À travers de telles oeuvres, nous apprenons à voir, c’est-à-dire à admettre que ce que nous prenions pour une réalité complète est une illusion. Les images de la série « Leurre » sont ainsi rendues méconnaissables par les poinçons blancs ou pastels qui les trouent. Mais avant d’être un élément perturbateur, cette neige régulière exerce une fascination dont on pourrait trouver un équivalent dans les multiples yeux scrutateurs des peintures d’Haruki Murakami. Comme eux elle accroche le regard et l’hypnotise.
Bien qu’ils s’emploient à en déjouer les effets, les travaux de Derac usent ouvertement des moyens de la séduction. Les insertions colorées ont un effet de vitrail, les « Poussières » offrent à première vue les silhouettes aériennes et graciles d’une peinture de Mirò, les « Points de vue » se composent en kaléidoscope.
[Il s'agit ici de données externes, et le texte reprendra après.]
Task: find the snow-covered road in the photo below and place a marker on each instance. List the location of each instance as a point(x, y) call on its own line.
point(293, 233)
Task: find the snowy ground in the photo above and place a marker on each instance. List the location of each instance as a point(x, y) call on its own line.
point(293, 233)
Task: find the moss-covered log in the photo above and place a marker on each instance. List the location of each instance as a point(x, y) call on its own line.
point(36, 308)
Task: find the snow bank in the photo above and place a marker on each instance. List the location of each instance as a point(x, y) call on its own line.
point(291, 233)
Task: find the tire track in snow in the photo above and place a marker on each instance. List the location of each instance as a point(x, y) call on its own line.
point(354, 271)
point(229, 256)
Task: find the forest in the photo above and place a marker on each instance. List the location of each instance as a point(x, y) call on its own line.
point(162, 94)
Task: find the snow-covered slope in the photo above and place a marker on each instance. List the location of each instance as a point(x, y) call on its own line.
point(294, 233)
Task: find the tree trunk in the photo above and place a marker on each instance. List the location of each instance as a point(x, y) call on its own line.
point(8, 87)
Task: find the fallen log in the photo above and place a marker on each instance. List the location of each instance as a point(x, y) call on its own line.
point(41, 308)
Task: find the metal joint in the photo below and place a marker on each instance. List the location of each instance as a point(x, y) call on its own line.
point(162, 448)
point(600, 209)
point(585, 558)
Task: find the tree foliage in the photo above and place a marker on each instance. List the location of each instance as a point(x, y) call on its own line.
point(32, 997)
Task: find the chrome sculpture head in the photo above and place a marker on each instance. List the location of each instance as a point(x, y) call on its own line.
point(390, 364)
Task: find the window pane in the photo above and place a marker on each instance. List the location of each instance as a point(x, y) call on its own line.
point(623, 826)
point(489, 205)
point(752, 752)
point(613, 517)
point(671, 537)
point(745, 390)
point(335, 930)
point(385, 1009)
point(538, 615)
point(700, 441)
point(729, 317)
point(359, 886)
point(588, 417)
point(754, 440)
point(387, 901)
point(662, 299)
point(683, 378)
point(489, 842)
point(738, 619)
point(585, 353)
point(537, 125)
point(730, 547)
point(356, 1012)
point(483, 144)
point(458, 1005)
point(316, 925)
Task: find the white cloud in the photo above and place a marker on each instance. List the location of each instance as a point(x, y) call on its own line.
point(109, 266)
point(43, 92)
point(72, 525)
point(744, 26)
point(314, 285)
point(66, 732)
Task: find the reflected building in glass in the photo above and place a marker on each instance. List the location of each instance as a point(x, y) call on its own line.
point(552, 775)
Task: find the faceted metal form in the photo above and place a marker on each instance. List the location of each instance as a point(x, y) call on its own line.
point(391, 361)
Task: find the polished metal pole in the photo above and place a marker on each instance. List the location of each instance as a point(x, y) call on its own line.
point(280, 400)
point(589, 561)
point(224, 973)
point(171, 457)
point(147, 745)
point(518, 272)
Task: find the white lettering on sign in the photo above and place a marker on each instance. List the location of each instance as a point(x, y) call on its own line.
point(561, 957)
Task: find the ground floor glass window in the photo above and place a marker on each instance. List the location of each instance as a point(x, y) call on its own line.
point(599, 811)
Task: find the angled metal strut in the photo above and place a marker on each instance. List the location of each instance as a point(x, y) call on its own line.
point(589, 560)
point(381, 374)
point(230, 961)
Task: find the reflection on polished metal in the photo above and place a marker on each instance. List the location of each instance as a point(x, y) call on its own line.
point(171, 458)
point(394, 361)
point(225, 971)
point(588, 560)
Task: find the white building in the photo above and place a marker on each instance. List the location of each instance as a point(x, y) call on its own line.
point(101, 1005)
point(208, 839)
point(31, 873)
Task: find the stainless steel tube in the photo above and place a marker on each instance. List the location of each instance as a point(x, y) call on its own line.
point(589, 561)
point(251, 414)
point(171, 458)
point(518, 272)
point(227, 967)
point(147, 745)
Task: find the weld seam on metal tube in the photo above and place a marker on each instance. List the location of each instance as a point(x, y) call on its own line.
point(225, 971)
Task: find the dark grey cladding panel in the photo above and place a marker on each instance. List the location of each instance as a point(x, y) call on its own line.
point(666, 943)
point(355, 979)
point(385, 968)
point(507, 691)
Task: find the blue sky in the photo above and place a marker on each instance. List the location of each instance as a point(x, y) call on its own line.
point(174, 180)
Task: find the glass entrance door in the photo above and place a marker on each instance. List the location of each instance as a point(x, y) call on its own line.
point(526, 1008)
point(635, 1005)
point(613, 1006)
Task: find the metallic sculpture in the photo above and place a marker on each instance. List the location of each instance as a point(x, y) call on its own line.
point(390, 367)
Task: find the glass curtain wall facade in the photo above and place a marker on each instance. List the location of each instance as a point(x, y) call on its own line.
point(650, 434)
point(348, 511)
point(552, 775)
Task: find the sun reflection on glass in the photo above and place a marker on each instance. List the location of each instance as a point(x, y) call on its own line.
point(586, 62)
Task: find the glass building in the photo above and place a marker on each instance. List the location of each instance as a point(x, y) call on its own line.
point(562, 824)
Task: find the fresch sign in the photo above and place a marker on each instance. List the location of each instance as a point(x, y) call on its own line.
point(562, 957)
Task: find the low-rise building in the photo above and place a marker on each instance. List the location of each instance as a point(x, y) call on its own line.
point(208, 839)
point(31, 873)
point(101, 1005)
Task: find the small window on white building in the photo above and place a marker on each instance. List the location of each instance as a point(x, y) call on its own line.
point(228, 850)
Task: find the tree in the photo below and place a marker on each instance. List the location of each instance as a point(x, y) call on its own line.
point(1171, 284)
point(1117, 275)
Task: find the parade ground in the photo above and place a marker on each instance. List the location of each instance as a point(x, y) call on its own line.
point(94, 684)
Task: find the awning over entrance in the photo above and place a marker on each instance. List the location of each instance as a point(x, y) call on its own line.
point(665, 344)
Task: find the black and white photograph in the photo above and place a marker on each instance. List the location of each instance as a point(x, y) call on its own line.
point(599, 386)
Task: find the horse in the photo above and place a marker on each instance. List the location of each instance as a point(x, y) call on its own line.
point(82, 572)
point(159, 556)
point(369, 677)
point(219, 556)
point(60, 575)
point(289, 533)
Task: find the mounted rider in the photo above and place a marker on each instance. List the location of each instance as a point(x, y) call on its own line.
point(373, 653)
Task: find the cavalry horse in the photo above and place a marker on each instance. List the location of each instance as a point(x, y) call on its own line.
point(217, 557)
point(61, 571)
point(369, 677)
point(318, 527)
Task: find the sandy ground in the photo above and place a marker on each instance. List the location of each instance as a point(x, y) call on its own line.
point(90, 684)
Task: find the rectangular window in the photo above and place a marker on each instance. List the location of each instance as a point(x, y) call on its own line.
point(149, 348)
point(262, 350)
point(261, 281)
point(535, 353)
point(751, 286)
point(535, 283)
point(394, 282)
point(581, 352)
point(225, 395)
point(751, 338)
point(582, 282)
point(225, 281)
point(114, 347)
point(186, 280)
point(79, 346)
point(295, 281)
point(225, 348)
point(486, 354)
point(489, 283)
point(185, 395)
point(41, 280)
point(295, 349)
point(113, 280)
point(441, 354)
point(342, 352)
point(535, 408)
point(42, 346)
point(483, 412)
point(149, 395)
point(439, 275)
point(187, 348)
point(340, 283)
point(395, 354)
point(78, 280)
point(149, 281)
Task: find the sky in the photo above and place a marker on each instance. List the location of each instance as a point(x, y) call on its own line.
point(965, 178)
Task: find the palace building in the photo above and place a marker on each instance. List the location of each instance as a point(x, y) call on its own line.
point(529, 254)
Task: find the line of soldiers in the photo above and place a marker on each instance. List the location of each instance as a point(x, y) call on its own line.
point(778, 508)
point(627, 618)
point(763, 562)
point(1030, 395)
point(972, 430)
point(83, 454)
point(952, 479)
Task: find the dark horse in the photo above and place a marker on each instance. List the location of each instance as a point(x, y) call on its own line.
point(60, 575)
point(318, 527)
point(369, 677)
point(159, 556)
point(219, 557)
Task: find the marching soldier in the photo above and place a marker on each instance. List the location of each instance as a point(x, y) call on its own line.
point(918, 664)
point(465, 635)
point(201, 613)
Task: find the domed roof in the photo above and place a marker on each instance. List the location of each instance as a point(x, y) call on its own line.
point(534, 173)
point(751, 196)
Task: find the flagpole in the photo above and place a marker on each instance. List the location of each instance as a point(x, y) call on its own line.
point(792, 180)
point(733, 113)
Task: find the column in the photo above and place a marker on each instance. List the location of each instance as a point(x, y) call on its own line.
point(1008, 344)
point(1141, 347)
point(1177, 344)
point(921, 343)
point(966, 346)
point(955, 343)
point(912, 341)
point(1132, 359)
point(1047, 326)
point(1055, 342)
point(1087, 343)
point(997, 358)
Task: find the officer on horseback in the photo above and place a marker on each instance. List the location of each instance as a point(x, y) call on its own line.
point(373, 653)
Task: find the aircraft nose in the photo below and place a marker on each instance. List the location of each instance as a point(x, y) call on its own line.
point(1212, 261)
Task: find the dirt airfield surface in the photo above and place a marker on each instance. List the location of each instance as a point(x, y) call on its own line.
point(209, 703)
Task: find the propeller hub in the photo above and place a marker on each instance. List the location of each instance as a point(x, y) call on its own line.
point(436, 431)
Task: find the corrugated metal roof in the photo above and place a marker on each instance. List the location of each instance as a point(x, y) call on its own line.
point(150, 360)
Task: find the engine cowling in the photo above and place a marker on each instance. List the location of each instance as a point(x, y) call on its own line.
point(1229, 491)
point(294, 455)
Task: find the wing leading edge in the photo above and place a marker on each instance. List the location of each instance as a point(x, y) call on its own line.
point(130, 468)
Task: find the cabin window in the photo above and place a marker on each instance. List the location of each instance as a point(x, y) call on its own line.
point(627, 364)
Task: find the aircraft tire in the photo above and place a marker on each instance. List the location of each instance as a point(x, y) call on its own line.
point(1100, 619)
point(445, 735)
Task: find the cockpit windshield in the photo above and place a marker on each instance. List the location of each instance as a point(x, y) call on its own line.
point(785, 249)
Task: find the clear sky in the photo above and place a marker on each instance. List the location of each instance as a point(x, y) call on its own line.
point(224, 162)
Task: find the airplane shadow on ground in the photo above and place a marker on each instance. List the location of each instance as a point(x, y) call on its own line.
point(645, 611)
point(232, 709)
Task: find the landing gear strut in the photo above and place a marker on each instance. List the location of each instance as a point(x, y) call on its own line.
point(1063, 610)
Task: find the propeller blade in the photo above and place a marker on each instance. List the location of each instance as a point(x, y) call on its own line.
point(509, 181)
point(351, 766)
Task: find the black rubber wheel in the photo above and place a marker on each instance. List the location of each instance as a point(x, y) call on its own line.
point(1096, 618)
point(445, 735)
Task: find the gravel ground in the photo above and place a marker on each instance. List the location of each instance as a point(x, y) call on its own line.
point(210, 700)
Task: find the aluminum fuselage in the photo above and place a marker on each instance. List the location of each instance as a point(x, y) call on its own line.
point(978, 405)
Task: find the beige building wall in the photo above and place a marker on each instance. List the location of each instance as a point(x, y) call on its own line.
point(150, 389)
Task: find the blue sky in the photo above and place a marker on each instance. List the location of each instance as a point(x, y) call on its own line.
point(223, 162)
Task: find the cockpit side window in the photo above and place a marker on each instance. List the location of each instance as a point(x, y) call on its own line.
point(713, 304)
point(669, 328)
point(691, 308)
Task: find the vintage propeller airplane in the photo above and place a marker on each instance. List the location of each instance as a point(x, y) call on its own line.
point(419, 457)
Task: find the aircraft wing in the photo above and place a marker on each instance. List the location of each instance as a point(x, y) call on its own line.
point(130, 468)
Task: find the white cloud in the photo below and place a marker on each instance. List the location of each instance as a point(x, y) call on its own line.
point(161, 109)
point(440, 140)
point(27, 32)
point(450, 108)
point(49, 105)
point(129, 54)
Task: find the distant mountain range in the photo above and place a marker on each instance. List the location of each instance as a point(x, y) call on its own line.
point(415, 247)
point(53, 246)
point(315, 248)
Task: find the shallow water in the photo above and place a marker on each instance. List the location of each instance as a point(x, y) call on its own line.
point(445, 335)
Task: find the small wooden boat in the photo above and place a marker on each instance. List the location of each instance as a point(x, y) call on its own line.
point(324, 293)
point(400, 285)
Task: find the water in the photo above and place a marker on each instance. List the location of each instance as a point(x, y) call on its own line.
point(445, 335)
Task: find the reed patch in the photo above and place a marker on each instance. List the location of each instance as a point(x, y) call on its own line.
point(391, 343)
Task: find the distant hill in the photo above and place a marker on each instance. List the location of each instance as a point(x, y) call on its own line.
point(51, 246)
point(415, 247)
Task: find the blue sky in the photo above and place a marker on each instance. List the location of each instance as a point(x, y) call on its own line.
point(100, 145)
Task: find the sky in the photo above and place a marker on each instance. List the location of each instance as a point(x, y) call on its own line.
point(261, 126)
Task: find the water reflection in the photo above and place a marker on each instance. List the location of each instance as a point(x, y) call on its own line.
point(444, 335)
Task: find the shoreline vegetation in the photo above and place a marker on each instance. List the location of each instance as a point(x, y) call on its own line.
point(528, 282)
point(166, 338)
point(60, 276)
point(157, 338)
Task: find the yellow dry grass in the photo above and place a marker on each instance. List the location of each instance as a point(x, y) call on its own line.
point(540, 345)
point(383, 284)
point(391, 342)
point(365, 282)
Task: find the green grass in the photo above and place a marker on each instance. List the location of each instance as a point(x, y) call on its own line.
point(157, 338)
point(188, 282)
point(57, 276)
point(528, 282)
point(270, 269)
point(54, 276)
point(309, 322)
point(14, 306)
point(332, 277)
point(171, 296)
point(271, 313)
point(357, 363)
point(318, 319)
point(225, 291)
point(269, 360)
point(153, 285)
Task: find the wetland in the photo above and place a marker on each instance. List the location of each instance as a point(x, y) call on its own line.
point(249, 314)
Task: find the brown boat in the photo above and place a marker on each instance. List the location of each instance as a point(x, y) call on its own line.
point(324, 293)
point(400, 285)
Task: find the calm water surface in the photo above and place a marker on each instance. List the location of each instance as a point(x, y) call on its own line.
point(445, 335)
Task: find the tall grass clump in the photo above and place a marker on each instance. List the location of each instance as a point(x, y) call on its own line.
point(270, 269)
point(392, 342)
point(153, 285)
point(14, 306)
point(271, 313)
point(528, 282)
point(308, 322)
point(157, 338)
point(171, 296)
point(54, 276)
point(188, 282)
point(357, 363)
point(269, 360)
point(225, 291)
Si la réalité est gouvernée par le mensonge des apparences, mais si, derrière, on n’est guère assuré de trouver quelque base solide, alors la séduction, finalement, reste, elle, irréductible, laissant le regard sans repos. »
Extrait de « Éloge de l’impureté », texte de Anne Malherbe, contribution au catalogue « Érick Derac - Manipulated, composed and designed », co-produit par la Galerie municipale de Vitry-sur-Seine et le Musée Géo-Charles d'Échirolles.